協力覚書では、保証金の徴収や違約金を定める悪質な仲介事業者の排除、人権侵害等に関する情報共有などを通じ、適正な送出し・受入れを進めることが確認されています。したがって、インドネシアから人材を直接採用する企業は、日本側の在留資格申請だけでなく、インドネシア側の送出し手続や最新制度も確認する必要があります。

また、出入国在留管理庁が公表する特定技能試験情報では、インドネシアは複数分野の海外試験実施国となっています。採用担当者は、日本語試験と技能試験の日程、合格から雇用契約、在留資格申請、入国までを逆算して採用計画を組むことが重要です。

実務上の確認事項

1.現在の支援体制を点検する

支援責任者、支援担当者、通訳・相談対応者、定期面談担当者を一覧化し、2027年4月からの常勤配置要件を満たすか確認してください。

2.登録支援機関との契約内容を確認する

支援を委託している場合は、新制度施行後も現在と同じ人数を支援できるのか、担当者配置や支援範囲を委託先へ確認することが重要です。

3.育成就労と特定技能を一体で採用計画に入れる

2027年以降に継続的な外国人採用を予定している企業は、育成就労での受入れから特定技能への移行を含む中長期の人材育成計画を検討してください。

4.新規分野は最新の施行状況を確認する

リネンサプライ、物流倉庫、資源循環などについては、分野別運用要領、試験制度、受入れ要件の整備状況を所管省庁と出入国在留管理庁の最新情報で確認する必要があります。

5.海外採用では国別手続も確認する

インドネシアを含む海外から採用する場合、日本の入管手続だけを基準にせず、送出国側で必要となる手続や制度変更を確認してください。

今後の見通し

2027年4月以降、日本の外国人雇用制度は「技能実習で一定期間受け入れる」という仕組みから、外国人を育成し、特定技能人材として長期的に確保する仕組みへ大きく軸足を移します。

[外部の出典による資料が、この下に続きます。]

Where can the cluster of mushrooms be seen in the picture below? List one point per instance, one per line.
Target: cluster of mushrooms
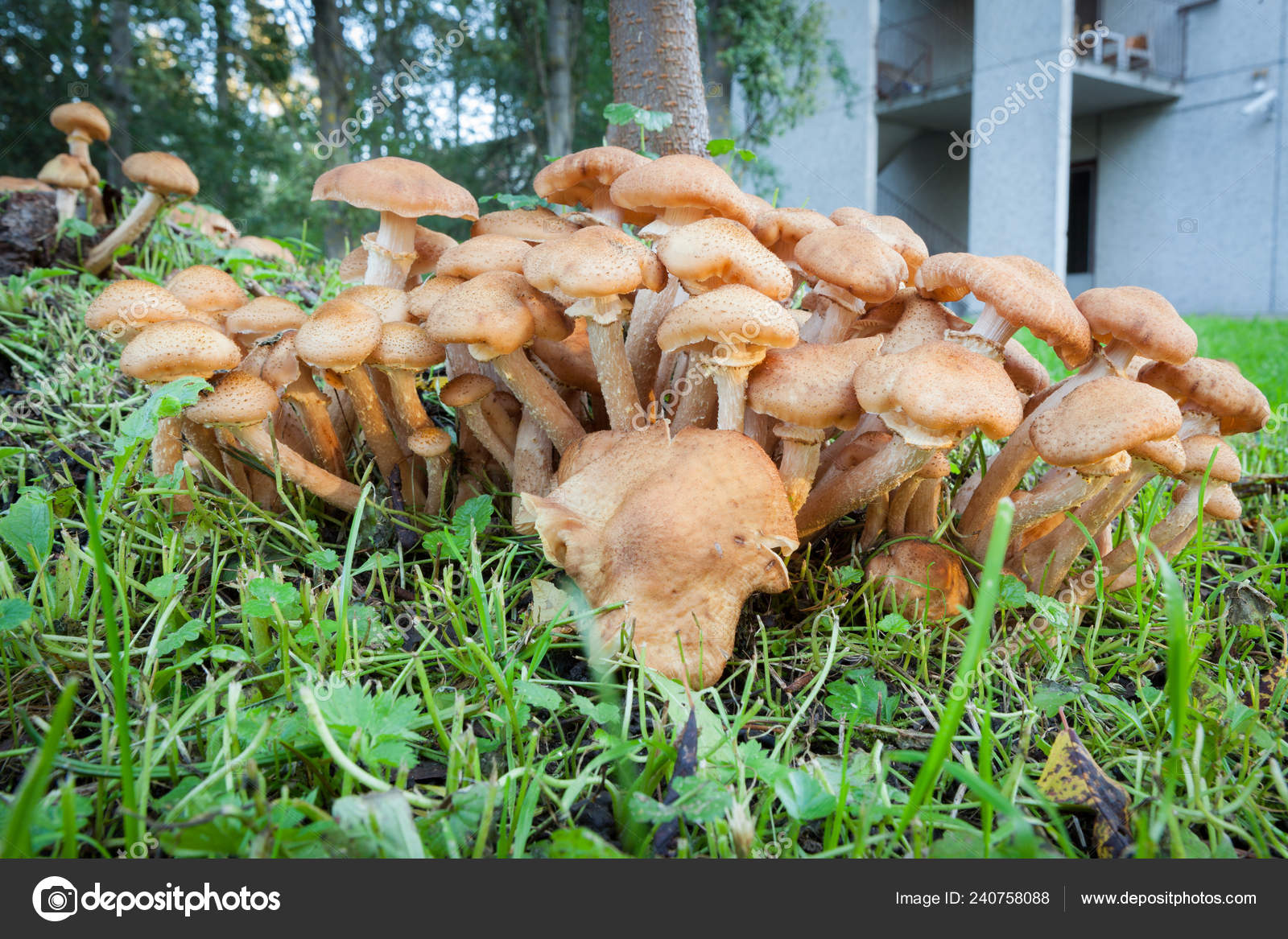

そのため企業の競争力を左右するのは、外国人を何人採用できるかだけではありません。海外での募集・教育、日本語能力の向上、日本入国後の生活支援、職場教育、特定技能への移行までを一体的に運営できる企業ほど、継続的な人材確保を行いやすくなると考えられます。

まとめ

2026年8月時点で人事・採用担当者が最も重要視すべき制度改正の一つが、2027年4月1日の育成就労制度開始と特定技能制度の支援体制改正です。現在すでに特定技能外国人を雇用している企業も対象となるため、2027年になってから対応するのではなく、2026年中に支援担当者、人員配置、登録支援機関との契約、今後の採用計画を点検しておくことが実務上重要です。